Here, as in Kimbrough, it was improper for the investigating officer to display only photographs of a single suspect to an eyewitness. Preparation of a photographic spread containing pictures of different people is a minor burden for an investigator when measured against the potential prejudice to the accused. Moreover, the likelihood of incourt misidentification was increased by the officer's subsequent use of Workman's photograph to refresh the memory of the witness the morning of the trial, a practice condemned in Kimbrough, 444 F.2d at 10.
We hold that the procedure used to obtain the manager's pretrial photographic identification was so impermissibly suggestive that the probability of misidentification was substantial. The government did not introduce this evidence when it presented its case in chief, and the facts concerning the pretrial photographic identification were disclosed on voir dire. Ordinarily, therefore, we would remand for a hearing to determine whether clear and convincing evidence established that the incourt identification was not based on the pretrial identification. Cf. United States v. Wade, 388 U.S. 218, 239, 87 S. Ct. 1926, 18 L. Ed. 2d 1149 (1967). However, this step is unnecessary because, as we have noted, the manager's voir dire testimony established that his in-court identification was based on the improper pretrial photographic identification. Since his in-court identification did not have an independent origin, it was inadmissible.

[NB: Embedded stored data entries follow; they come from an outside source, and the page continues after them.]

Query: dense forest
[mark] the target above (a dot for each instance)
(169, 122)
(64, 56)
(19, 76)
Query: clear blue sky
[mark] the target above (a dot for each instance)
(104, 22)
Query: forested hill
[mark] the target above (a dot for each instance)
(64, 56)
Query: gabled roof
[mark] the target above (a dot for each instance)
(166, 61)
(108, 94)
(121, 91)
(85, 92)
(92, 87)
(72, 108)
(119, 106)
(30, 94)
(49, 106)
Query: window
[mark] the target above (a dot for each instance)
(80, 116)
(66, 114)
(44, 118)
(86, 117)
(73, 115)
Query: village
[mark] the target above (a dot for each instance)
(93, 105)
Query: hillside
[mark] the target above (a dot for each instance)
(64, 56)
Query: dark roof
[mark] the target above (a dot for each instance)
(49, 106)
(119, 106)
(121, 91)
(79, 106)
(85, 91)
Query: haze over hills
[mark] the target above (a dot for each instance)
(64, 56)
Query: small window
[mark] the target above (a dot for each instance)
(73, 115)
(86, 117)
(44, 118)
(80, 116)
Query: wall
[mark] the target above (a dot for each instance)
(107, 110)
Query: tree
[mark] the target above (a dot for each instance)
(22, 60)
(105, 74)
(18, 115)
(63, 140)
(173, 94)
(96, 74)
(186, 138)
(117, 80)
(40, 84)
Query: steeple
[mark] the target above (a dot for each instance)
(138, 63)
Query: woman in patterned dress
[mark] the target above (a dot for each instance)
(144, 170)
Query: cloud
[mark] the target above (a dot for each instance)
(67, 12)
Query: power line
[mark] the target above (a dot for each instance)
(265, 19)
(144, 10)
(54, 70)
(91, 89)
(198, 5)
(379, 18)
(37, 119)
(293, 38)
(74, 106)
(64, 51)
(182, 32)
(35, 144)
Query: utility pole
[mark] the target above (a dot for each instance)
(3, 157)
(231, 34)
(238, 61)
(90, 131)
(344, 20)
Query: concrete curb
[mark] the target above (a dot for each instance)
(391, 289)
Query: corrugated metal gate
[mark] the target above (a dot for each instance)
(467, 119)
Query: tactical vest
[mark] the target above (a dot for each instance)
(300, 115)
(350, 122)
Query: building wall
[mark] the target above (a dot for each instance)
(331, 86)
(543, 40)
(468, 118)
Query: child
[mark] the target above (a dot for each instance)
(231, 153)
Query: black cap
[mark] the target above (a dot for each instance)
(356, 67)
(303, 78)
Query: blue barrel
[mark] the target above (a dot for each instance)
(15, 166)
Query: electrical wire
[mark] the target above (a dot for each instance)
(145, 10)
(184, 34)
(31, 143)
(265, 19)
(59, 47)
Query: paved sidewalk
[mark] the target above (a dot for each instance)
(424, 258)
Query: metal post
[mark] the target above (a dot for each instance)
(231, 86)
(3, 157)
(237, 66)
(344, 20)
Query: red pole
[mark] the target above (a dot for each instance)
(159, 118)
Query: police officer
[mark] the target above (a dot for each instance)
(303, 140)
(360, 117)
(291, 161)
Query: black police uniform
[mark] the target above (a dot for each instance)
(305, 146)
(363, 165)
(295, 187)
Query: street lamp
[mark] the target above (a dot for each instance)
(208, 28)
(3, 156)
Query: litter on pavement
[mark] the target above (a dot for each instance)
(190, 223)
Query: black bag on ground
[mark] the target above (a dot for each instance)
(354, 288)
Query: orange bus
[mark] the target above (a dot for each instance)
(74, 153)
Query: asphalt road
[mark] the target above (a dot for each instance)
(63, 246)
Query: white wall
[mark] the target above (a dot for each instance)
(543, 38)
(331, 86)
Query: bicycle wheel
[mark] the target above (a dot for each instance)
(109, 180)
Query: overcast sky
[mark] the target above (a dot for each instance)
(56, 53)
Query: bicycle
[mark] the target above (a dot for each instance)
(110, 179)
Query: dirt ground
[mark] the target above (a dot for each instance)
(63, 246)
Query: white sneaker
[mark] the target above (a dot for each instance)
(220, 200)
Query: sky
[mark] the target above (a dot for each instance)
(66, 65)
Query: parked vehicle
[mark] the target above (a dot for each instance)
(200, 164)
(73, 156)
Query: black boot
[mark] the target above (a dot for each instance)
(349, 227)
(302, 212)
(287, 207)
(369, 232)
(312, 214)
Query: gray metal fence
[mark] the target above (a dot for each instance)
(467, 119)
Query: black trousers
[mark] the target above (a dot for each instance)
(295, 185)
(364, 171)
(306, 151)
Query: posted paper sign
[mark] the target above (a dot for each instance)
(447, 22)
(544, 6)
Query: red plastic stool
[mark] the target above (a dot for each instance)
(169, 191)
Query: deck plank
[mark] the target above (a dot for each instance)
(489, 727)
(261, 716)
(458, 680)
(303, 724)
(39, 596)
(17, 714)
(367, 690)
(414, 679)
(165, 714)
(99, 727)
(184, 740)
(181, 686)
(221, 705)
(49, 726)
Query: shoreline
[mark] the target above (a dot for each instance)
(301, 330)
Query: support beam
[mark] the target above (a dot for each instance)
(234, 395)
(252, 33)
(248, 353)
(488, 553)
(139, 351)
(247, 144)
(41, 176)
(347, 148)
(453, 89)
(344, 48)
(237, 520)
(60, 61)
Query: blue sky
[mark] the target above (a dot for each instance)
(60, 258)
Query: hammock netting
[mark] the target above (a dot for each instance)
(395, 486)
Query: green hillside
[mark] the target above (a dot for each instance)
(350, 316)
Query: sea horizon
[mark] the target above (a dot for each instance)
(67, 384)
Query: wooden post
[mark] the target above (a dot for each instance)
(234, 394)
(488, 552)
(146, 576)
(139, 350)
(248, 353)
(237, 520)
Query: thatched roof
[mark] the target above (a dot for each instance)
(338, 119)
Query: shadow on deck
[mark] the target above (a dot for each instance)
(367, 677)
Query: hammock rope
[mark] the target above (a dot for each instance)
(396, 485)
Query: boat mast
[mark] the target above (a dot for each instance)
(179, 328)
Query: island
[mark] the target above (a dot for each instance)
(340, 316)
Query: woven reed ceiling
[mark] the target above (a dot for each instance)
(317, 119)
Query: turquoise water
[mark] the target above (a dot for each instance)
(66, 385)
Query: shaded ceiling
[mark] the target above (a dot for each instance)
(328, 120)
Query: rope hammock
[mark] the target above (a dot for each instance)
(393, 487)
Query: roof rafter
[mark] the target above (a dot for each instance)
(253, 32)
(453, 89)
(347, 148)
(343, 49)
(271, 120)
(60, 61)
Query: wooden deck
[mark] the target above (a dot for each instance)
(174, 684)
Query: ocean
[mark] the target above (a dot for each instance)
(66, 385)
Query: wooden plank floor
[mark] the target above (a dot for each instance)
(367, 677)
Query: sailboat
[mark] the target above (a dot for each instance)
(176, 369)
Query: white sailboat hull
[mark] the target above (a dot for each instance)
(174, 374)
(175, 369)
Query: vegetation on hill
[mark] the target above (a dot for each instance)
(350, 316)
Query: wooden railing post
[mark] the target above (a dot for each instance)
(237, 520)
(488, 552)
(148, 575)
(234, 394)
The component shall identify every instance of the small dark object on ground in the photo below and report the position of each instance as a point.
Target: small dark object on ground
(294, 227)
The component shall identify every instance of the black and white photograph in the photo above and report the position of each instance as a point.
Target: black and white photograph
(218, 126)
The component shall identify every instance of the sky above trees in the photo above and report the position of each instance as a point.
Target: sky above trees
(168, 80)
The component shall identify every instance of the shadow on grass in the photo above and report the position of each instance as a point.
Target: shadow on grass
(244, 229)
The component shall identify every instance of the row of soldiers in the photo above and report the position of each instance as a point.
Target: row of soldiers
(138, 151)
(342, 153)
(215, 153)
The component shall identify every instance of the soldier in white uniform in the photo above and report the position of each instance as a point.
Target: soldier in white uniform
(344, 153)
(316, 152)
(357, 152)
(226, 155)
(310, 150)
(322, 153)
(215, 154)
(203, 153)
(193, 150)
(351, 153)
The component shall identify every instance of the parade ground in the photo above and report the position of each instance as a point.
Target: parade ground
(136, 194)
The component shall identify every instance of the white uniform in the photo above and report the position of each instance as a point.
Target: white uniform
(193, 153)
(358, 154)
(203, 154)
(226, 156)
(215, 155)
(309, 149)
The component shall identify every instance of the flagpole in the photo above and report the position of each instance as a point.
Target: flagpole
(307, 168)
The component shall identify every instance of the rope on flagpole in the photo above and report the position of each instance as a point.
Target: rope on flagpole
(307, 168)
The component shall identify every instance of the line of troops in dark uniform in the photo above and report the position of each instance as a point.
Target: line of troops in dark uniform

Apart from the manager's identification, the government introduced only scant circumstantial evidence linking Workman to the crime. It is apparent, therefore, that the manager's in-court identification was not harmless beyond a reasonable doubt. See Chapman v. California, 386 U.S. 18, 24, 87 S. Ct. 824, 17 L. Ed. 2d 705 (1967). Admission of this evidence was prejudicial error which deprived Workman of due process. The only remedy adequate to rectify this error is to vacate Workman's conviction and remand the case for a new trial at which testimony of the store manager's visual2 identification of Workman will not be admitted.
Vacated and remanded.
Vacated and remanded.
1. During the voir dire hearing on the admissibility of the store manager's incourt identification of Workman, the following colloquy occurred: THE COURT: Now, is your identification of the defendant based upon that photograph that was presented to you, or is it based upon your seeing him there in your place of business? THE WITNESS: Well, it's based basically upon the photographs, because the two times he came down there we were real busy, and I think, as a matter of fact, I think one of the boys, one of the other boys in the [store] waited on him one of the two times he was there, and I did not get chance to get acquainted with the man, I didn't even know his name, and I would say my identification was based more or less on the photograph.
2. The manager also testified on voir dire that one of the purchaser's companions called him "Pearlie." Our ruling, of course, does not exclude this testimony.